When the Blue Train, as it was called then was stopped close to ten years ago, we were given all sorts of excuses why it was time to derail it. High operational costs were key amongst those reasons. But here we are again, bringing back the same train at an almost similar price. Yes, the costs of living or rather the costs of operations have since risen so it highly likely that the then 28 pula could be the 88 pula now. Anyway that’s subject to debate but in short what we are saying here is that very soon we might have the operators of the train knocking at the minister’s office begging for bailout. The truth of the matter is that the transport industry in the country has since changed since then. We wonder if the BR Express operators took this into consideration. For instance, back then, our people from as far as Maun used to take bus to Francistown, then later a night train from there to Gaborone but the coming of late bus services that run directly between Maun and Gaborone has made such people to abandon the long Maun-Francistown-Gaborone route. In actual fact this long stopped when the train also stopped several years ago.

It costs just below 200 pula (10hours) to travel to Maun from Gaborone with the new late night buses but it will costs  almost the same money to travel buy BR Express for a day and half. This would not make an economic sense to anyone thus a lot of people are likely to settle for the former. Even for Francistown ÔÇô Gaborone, the train service costs a standard price of about 88 pula (which is a promotional price) while by bus its around 100 pula. The monetary difference here is 12 pula but the huge difference becomes hours of travel. We speak of 8 hours plus by BR Express and around 5 hours by bus. Economically its better one settles for the former again. So if at all BR Express is going to transport a few people each night, what then makes its board and executive think that it will operate efficiently? Why do they think this time around the cost of operation will be low? Mind you we are only talking about a small fraction of the operating costs here. With reports that the operator has since outsourced services such as cleaning, security and internet, there is high likelihood that the costs of operating this passenger train is even higher than back then. 
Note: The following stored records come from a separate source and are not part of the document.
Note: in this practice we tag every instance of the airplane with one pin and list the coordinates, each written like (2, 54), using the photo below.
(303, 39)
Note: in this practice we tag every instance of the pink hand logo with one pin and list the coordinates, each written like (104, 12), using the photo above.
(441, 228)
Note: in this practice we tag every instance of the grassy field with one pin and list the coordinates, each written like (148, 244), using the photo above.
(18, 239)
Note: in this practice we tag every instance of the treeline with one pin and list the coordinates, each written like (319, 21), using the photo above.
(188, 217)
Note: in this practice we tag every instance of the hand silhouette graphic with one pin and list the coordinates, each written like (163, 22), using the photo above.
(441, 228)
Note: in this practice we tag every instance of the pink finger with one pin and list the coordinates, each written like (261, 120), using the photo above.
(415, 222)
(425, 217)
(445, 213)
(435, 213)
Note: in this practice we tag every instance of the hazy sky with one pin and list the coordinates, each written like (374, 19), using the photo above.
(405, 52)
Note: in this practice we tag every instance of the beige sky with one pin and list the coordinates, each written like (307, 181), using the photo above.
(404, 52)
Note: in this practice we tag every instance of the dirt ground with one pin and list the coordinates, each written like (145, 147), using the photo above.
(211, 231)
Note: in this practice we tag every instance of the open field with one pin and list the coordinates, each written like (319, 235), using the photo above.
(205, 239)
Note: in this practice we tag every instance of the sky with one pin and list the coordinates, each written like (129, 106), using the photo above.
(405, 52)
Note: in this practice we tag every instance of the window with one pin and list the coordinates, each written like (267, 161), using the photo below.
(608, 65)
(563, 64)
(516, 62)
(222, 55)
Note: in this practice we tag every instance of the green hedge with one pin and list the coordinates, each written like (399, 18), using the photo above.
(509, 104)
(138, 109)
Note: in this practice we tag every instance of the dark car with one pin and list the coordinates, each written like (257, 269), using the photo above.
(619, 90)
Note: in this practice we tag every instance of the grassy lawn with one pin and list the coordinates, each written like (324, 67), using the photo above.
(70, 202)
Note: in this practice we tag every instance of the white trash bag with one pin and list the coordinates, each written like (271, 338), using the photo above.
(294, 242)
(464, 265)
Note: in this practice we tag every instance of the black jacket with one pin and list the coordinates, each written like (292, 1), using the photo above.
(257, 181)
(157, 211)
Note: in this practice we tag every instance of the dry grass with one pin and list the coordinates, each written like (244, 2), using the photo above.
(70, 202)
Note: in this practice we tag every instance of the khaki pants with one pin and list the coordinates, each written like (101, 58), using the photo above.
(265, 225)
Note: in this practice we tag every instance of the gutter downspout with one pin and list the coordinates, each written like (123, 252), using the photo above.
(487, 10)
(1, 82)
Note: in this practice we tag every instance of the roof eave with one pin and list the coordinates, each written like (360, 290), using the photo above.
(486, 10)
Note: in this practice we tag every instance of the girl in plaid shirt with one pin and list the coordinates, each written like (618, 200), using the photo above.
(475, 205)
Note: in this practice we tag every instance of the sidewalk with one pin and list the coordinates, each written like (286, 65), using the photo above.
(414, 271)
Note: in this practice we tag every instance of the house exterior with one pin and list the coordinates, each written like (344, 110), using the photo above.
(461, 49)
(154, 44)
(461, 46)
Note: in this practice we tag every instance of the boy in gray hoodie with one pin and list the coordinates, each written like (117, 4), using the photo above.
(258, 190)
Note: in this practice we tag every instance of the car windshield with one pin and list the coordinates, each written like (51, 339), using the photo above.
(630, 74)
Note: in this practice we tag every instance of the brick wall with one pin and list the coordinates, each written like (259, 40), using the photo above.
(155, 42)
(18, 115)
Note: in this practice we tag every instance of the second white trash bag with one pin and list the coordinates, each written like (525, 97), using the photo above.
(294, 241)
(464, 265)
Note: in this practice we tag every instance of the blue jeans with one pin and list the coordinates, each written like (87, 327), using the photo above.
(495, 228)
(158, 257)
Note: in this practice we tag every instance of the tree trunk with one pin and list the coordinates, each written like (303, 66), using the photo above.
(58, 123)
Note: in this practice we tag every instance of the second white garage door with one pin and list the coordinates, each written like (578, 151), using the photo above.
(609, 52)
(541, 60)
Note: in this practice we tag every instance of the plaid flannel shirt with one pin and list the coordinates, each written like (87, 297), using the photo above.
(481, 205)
Given the scale of the problems we face in our country, it’s time that we began thinking in centuries-long cycles instead of five-year political terms. As it stands part of the problem is that the quickening pace of, well, just about everything is deemed a benefit to the current government. 

So if this train or should we say “new train” will not fast track commutation, facilitate trade more especially for the SMEs, what on earth are we bringing it back for? 
Some of people have gone further to express their displeasure on the look; they suspect old wagons have been repainted and brought back to the rail. That we shall find out soon. For now the main issue is why was the train brought back? It is not all about looks but squarely on efficiency. Can we transport many of our people, to as many as destinations along the railway line as quick as we could? The answear is no. What was wrong with say, introducing a quicker train between Lobatse and Gaborone and another one between Gaborone and Mahalapye? Would that have not helped to even decongest the heavily loaded A1 road? How many of our people come from Boatle, Ramotswa, Otse and even Lobatse who rent out in Gaborone but could be staying back in their villages/town and commuting into the city each morning through a faster and safer mode of transport ÔÇô train? 

And at the same time, the Wednesday miscarriage should really get us worried. How on earth do we spend so many millions of tax payers’ money on a train only for it to fail and embarrass us so much on its second day of running? We hope this is not fall into the list of the “failed” government projects.  In any case, if it is, we expect the new presidential inspectorate team led by former Vice President Ponatshego Kedikilwe to start their job as soon as today. 

For those who missed it, Kedikilwe and other former cabinet ministers, amongst them Johnnie Swartz, Peter Siele, Gaotlhatse Mathabaphiri have been brought back to public service. His Excellency, President Dr Ian Khama announced in early February that the team will be responsible for government projects implementation. The BR Express projects or rather scandal is one that Kedikilwe and his company cannot afford to turn a blind eye on. 

The #Bottomline here is that bringing back the passenger train with almost same service (more especially travel times) and prices which are almost equal to those offered by buses is uncalled for. It is a waste of tax payer’s money and an indication of how we lack entrepreneurial spirit. No entrepreneur list efficiency at the bottom of his priorities.